Without doubt, the most serious mistake individual investors make is trying to time the market. Neither individual nor professional investors are able to make consistently accurate calls on the direction of market prices. In fact, I have never known anyone who knows anyone who has consistently made accurate directional bets on either equity or bond prices.
When individual investors try to time the market they are much more likely to buy and sell at the worst times. Emotionally, investors suffer great pain when pessimism is rampant and stock prices fall. They are more likely to buy when everyone is optimistic and prices are near or at their peak. Behavioral considerations cause investors all too often to shoot themselves in the foot.

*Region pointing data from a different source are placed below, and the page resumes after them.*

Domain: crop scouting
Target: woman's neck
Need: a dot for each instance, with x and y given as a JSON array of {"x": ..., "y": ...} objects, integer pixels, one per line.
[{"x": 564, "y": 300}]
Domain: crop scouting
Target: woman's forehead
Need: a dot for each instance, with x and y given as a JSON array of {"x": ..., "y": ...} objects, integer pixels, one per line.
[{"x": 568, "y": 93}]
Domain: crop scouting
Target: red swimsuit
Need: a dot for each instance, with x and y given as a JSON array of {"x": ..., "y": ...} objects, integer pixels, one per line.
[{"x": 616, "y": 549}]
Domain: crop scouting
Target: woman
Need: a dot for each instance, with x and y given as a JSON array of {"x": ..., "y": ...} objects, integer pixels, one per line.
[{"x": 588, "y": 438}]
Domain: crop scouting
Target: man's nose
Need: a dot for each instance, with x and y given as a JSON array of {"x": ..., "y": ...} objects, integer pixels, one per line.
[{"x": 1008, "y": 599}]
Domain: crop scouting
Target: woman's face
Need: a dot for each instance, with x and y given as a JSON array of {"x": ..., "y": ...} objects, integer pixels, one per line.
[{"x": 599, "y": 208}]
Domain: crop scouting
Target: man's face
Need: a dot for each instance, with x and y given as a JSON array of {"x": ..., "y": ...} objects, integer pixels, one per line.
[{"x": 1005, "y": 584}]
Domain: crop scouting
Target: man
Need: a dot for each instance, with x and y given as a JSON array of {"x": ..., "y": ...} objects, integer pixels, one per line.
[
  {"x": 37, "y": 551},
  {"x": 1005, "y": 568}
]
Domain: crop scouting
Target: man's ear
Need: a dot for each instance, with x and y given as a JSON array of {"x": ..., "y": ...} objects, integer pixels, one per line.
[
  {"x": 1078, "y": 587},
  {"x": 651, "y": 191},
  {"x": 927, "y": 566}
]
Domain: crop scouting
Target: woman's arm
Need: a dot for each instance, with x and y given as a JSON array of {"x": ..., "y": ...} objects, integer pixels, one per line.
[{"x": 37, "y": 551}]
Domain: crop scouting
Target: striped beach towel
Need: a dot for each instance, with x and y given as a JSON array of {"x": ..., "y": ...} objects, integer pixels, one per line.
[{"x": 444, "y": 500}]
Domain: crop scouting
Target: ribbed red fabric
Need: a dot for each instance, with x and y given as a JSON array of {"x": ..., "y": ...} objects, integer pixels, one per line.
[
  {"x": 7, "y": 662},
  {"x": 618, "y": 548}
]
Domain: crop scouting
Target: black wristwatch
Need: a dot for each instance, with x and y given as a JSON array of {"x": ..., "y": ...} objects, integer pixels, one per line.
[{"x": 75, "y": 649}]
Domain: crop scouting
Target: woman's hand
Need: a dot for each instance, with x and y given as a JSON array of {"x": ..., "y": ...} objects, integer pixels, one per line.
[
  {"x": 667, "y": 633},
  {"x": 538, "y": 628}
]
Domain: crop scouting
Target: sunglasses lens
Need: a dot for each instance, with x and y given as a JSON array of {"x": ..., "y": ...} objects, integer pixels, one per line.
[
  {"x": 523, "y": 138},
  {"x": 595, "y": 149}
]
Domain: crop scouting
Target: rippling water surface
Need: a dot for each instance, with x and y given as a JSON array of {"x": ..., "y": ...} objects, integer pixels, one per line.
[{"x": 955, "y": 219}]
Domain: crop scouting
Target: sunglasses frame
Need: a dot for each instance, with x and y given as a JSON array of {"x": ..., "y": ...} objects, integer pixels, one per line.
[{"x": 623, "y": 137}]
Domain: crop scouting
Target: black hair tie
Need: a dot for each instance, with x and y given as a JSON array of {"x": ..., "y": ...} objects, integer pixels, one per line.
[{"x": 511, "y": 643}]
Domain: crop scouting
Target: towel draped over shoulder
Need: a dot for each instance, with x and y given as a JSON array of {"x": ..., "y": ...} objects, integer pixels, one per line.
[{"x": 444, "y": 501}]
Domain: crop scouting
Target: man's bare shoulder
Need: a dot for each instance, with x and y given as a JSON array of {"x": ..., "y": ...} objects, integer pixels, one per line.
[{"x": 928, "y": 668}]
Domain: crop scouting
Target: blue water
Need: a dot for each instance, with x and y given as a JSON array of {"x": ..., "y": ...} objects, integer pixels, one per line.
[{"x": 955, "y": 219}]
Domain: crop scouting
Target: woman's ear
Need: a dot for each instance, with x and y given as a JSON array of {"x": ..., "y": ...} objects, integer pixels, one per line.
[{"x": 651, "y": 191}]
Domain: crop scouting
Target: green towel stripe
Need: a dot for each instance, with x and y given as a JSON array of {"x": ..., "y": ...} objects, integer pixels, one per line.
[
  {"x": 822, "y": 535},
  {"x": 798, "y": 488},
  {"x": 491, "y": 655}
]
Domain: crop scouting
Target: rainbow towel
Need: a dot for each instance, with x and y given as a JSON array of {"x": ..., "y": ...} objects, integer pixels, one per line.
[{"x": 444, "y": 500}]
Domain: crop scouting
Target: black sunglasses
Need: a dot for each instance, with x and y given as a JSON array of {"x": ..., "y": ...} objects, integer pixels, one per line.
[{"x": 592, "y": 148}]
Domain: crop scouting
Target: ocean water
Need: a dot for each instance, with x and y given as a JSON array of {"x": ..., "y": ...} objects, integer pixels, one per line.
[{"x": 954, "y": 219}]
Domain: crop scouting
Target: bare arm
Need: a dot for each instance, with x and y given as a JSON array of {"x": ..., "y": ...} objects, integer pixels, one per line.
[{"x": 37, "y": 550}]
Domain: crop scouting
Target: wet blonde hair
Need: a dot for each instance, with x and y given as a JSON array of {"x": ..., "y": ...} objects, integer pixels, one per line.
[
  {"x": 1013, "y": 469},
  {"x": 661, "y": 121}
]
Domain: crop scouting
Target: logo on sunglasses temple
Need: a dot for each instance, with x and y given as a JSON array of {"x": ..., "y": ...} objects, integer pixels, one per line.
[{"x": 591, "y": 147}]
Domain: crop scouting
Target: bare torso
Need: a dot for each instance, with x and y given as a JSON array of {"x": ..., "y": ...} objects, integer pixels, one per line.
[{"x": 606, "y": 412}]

The evidence is remarkably strong that the behavioral biases described above influence investor behavior. The chart below superimposes data on the flow of monies into and out of equity mutual funds (the shaded histograms) on the 12-month returns of the Standard and Poor’s 500 index (the solid line). (The source of the flow data is the Investment Company Institute.)
Note that when prices are high and returns are good, money tends to flow into equity mutual funds; when prices are low, investors make net withdrawals of funds. In the first quarter of 2000, which coincided with the top of the Internet bubble, more new money was invested in equity mutual funds than ever before. Then in the fourth quarter of 2002, which turned out to be the market bottom after a sharp decline in stock prices, investors pulled large amounts of money out of equity mutual funds. Then, in the third quarter of 2008, during the worst of the recent financial crises when stocks made decade lows, investors redeemed unprecedented amounts of equity mutual funds. Our emotions lead us to sell at bottoms and buy at tops.
Several empirical studies have tried to measure the cost of bad timing decisions. They all agree that investors tend to do much worse than a buy and hold investor who avoided market timing altogether. A well-known study of the so-called “behavior gap” by Dalbar Associates estimates that it may be as large as 5 to 6 percentage points annually over the past 20 years. Other studies have estimated somewhat smaller gaps, but all of the studies agree that harmful investor behavior is extremely costly.
Investors are still their own worst enemy.